BAGHDAD (AP) - Just days after the 10th anniversary of the U.S. invasion of Iraq, U.S. Secretary of State John Kerry confronted Baghdad for continuing to grant Iran access to its airspace and said Iraq's behavior was raising questions about its reliability as a partner.
Speaking to reporters during a previously unannounced trip to Baghdad, Kerry said that he and Iraqi Prime Minister Nouri al-Maliki had engaged in "a very spirited discussion" on the Iranian flights, which U.S. officials believe are ferrying weapons and fighters intended for the embattled Syrian government.
Kerry said the plane shipments - along with material being trucked across Iraqi territory from Iran to Syria - were helping President Bashar Assad's regime cling to power by increasing their ability to strike at Syrian rebels and opposition figures demanding Assad's ouster.
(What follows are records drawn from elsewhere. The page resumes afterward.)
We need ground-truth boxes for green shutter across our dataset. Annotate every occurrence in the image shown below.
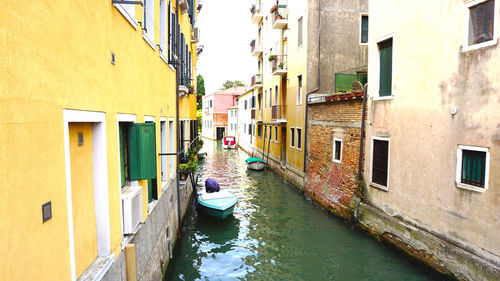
[379,38,392,97]
[128,123,156,180]
[361,16,368,43]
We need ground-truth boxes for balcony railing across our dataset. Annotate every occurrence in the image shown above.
[271,1,288,29]
[335,66,368,92]
[250,39,262,56]
[250,1,264,24]
[271,55,288,75]
[250,74,262,87]
[271,105,286,120]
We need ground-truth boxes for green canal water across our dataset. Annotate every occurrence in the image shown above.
[165,141,454,281]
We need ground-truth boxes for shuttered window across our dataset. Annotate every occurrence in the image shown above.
[468,0,495,45]
[372,139,389,186]
[461,149,486,187]
[361,15,368,43]
[378,38,392,97]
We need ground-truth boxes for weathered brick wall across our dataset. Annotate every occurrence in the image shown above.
[305,99,363,218]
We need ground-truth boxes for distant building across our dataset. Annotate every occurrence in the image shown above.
[202,86,247,140]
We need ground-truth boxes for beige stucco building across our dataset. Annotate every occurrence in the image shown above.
[365,0,500,280]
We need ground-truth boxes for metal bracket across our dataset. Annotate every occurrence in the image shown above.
[111,0,144,6]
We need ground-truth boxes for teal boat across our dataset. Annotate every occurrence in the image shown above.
[245,157,266,171]
[196,190,238,220]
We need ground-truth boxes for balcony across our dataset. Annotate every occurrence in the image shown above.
[335,66,368,92]
[271,1,288,29]
[250,40,262,57]
[250,74,262,89]
[271,105,286,119]
[270,55,288,76]
[250,1,264,24]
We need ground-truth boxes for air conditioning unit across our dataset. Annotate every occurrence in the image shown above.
[122,186,142,234]
[191,27,200,43]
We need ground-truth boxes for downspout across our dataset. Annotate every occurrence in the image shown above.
[303,0,321,175]
[358,84,368,180]
[174,0,182,234]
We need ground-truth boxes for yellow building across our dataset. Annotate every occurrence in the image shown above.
[0,0,198,280]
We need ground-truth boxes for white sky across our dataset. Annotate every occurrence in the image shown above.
[197,0,257,95]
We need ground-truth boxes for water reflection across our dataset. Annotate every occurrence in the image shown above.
[166,141,454,280]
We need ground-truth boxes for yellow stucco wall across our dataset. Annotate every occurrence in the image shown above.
[0,0,196,280]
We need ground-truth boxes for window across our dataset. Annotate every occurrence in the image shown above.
[463,0,497,51]
[142,0,156,49]
[332,137,342,163]
[378,38,392,97]
[297,17,302,47]
[297,128,302,149]
[297,75,302,104]
[371,138,389,190]
[160,0,168,59]
[456,145,490,192]
[359,15,368,44]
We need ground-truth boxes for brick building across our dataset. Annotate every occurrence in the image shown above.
[305,92,363,218]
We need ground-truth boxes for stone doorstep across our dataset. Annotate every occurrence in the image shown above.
[78,254,114,281]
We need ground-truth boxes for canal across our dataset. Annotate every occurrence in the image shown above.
[165,141,454,281]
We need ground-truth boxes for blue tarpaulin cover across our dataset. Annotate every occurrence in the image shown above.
[205,178,220,193]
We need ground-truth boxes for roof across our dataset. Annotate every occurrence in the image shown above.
[205,86,249,97]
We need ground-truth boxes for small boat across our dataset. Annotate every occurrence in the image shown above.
[245,157,266,171]
[196,190,238,220]
[222,136,236,149]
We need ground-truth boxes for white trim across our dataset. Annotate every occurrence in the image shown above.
[116,113,137,240]
[370,137,391,191]
[462,0,499,52]
[63,109,111,280]
[113,4,137,30]
[373,33,396,101]
[455,145,490,192]
[332,137,344,164]
[358,12,370,46]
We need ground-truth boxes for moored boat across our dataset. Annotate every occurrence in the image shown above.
[245,157,266,171]
[196,190,238,220]
[222,136,236,149]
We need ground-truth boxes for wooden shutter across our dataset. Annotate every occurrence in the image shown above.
[372,140,389,186]
[379,38,392,97]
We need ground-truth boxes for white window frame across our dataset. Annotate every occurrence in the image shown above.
[455,145,490,192]
[297,74,304,105]
[332,137,344,164]
[142,0,156,50]
[372,33,397,101]
[114,4,138,30]
[462,0,499,52]
[370,137,391,191]
[359,13,370,46]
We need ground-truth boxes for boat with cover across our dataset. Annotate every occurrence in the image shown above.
[196,178,238,220]
[222,136,236,149]
[245,157,266,171]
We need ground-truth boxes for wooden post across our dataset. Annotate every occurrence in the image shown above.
[125,244,137,281]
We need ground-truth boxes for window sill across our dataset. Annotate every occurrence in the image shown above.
[372,95,394,101]
[370,182,389,191]
[142,32,156,51]
[456,182,486,193]
[462,38,498,53]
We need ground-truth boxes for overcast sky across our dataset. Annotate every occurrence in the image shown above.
[197,0,257,94]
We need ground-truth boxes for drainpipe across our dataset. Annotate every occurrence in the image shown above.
[303,0,321,175]
[174,0,182,237]
[358,84,368,180]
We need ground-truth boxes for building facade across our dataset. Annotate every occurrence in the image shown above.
[0,0,201,280]
[364,0,500,280]
[202,87,247,140]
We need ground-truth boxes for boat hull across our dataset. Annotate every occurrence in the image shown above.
[247,162,266,171]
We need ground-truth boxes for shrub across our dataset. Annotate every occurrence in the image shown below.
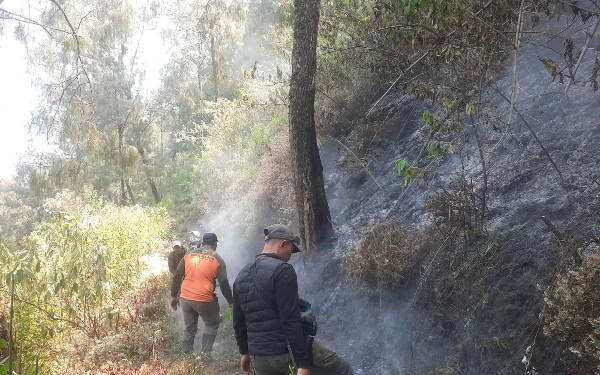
[0,195,166,374]
[541,248,600,371]
[344,220,423,289]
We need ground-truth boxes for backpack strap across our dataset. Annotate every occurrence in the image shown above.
[250,260,279,312]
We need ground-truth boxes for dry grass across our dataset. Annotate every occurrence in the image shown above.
[344,220,424,289]
[540,248,600,373]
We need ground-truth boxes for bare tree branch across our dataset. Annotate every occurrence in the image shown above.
[565,20,600,93]
[508,0,525,127]
[50,0,92,85]
[0,7,71,38]
[493,87,565,185]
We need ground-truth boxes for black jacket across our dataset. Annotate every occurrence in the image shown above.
[233,254,310,368]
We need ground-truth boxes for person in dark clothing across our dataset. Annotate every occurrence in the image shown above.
[233,224,353,375]
[171,233,233,357]
[167,241,186,275]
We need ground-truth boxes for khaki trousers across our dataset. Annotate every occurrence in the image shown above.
[250,340,354,375]
[179,297,221,353]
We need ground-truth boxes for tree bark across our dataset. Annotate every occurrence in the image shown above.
[289,0,332,253]
[210,31,219,102]
[137,145,161,203]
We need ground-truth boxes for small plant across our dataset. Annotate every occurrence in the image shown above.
[395,158,425,186]
[541,248,600,373]
[344,220,423,289]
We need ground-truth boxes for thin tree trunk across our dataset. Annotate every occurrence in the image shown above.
[210,32,219,101]
[125,178,135,204]
[117,125,127,205]
[137,145,161,203]
[289,0,332,252]
[196,16,204,94]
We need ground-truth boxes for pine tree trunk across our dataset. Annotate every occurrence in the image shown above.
[210,32,219,101]
[290,0,332,252]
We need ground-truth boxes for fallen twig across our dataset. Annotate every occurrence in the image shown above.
[494,88,565,184]
[565,19,600,93]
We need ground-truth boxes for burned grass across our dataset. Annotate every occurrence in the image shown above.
[344,220,425,290]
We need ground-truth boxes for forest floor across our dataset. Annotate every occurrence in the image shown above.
[53,254,241,375]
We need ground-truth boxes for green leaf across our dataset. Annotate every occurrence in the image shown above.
[395,158,406,174]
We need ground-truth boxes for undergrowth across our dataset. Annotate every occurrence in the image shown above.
[541,248,600,373]
[344,220,425,290]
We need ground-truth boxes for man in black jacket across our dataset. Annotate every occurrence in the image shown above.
[233,224,353,375]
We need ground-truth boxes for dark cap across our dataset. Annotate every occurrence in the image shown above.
[202,233,219,244]
[264,224,302,253]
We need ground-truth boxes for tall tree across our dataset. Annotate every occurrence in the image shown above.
[289,0,332,252]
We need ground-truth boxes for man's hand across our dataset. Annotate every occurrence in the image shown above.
[171,297,179,311]
[240,354,251,375]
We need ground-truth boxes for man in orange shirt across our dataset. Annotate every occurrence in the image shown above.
[171,233,233,356]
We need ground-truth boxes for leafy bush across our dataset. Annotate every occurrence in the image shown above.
[344,220,424,289]
[0,195,166,374]
[541,248,600,371]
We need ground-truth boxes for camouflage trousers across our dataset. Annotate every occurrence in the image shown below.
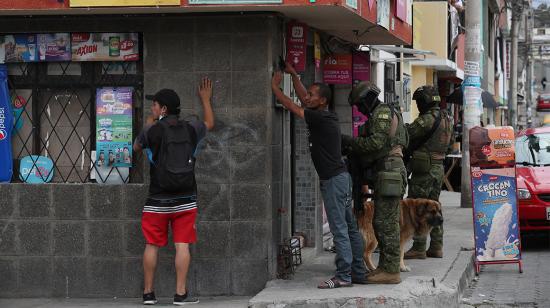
[408,164,444,252]
[373,158,407,273]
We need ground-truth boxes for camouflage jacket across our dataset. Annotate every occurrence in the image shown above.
[407,107,453,159]
[352,103,408,164]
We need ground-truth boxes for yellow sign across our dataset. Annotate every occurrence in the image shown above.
[70,0,181,7]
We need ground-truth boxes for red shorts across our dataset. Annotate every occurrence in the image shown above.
[141,208,197,247]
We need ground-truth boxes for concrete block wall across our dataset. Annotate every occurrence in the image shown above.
[0,184,149,297]
[0,14,284,297]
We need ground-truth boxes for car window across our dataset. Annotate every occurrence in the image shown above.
[516,133,550,165]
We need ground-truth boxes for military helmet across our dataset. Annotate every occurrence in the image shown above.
[348,81,380,106]
[413,85,441,113]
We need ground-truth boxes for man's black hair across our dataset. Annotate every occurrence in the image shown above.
[313,82,332,105]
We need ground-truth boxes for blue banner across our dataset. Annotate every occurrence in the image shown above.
[472,167,521,262]
[0,65,13,182]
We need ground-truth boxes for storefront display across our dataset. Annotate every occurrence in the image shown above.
[96,88,133,167]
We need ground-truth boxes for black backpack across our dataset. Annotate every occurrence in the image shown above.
[155,120,197,192]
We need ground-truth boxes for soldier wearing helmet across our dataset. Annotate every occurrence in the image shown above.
[404,85,453,259]
[347,82,408,284]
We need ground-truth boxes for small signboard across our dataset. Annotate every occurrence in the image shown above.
[323,54,352,84]
[0,65,13,183]
[0,34,38,63]
[472,167,521,262]
[71,33,139,61]
[37,33,71,62]
[286,22,308,72]
[469,126,522,273]
[96,87,133,168]
[470,126,516,167]
[353,51,370,84]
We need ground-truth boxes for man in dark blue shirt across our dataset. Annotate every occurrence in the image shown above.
[271,63,366,289]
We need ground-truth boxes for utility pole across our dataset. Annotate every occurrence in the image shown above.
[460,0,484,208]
[525,8,538,127]
[508,0,523,130]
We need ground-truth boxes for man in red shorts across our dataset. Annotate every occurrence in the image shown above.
[134,78,214,305]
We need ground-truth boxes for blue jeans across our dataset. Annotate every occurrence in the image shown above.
[321,172,366,282]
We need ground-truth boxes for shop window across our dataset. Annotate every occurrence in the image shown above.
[8,61,143,183]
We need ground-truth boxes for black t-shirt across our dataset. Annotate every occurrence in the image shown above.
[304,109,346,180]
[136,116,206,197]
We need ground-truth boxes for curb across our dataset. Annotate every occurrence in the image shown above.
[248,248,475,308]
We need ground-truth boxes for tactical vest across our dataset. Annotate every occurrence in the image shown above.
[421,108,453,160]
[368,103,409,160]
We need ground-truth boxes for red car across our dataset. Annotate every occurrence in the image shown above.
[537,93,550,111]
[516,127,550,231]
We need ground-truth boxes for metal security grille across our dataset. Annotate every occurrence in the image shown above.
[8,61,143,183]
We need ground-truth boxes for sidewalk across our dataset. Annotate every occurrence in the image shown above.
[249,191,474,308]
[0,191,474,308]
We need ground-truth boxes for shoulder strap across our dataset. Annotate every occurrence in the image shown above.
[411,111,441,153]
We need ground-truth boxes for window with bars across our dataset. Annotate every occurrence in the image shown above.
[8,61,143,183]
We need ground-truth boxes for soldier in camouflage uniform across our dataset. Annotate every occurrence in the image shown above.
[344,82,408,284]
[404,86,453,259]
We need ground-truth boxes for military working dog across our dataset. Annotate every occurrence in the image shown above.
[357,199,443,272]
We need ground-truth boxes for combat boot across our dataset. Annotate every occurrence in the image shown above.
[425,246,443,258]
[403,248,426,259]
[367,270,401,284]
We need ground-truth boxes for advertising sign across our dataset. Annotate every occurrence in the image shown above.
[323,54,352,84]
[0,65,13,183]
[36,33,71,62]
[189,0,283,4]
[313,32,321,69]
[346,0,357,10]
[353,52,370,84]
[70,0,181,7]
[71,33,139,61]
[2,34,38,62]
[376,0,390,29]
[96,88,133,167]
[286,22,307,72]
[471,167,521,262]
[470,126,515,167]
[395,0,407,22]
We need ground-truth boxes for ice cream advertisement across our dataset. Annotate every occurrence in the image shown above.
[471,167,521,262]
[71,33,139,61]
[96,87,133,167]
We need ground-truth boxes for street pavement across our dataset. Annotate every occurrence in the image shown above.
[0,191,478,308]
[249,191,474,308]
[462,234,550,308]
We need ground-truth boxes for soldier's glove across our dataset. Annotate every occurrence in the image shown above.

"I made it very clear that for those of us who are engaged in an effort to see President Assad step down and to see a democratic process take hold ... anything that supports President Assad is problematic," Kerry said at a news conference at the U.S. Embassy in Baghdad after meeting separately with Maliki at his office. "And I made it very clear to the Prime Minister that the overflights from Iran are, in fact, helping to sustain President Assad and his regime."
The overflights in Iraq have long been a source of contention between the U.S. and Iraq. Iraq and Iran claim the flights are carrying humanitarian goods, but American officials say they are confident that the planes are being used to arm the support the Assad regime. The administration is warning Iraq that unless action is taken, Iraq will be excluded from the international discussion about Syria's political future.
U.S. officials say that in the absence of a complete ban on flights, Washington would at least like the planes to land and be inspected in Iraq to ensure that they are carrying humanitarian supplies. Former Secretary of State Hillary Rodham Clinton secured a pledge from Iraq to inspect the flights last year, but since then only two aircraft have been checked by Iraqi authorities, according to U.S. officials.
One senior U.S. official traveling with Kerry said the sheer number of overflights, which occur "close to daily," along with shipments trucked to Syria from Iran through Iraq, was inconsistent with claims they are only carrying humanitarian supplies. The official said it was in Iraq's interest to prevent the situation in Syria from deteriorating further, particularly as there are fears that al-Qaida-linked extremists may gain a foothold in the country as the Assad regime falters.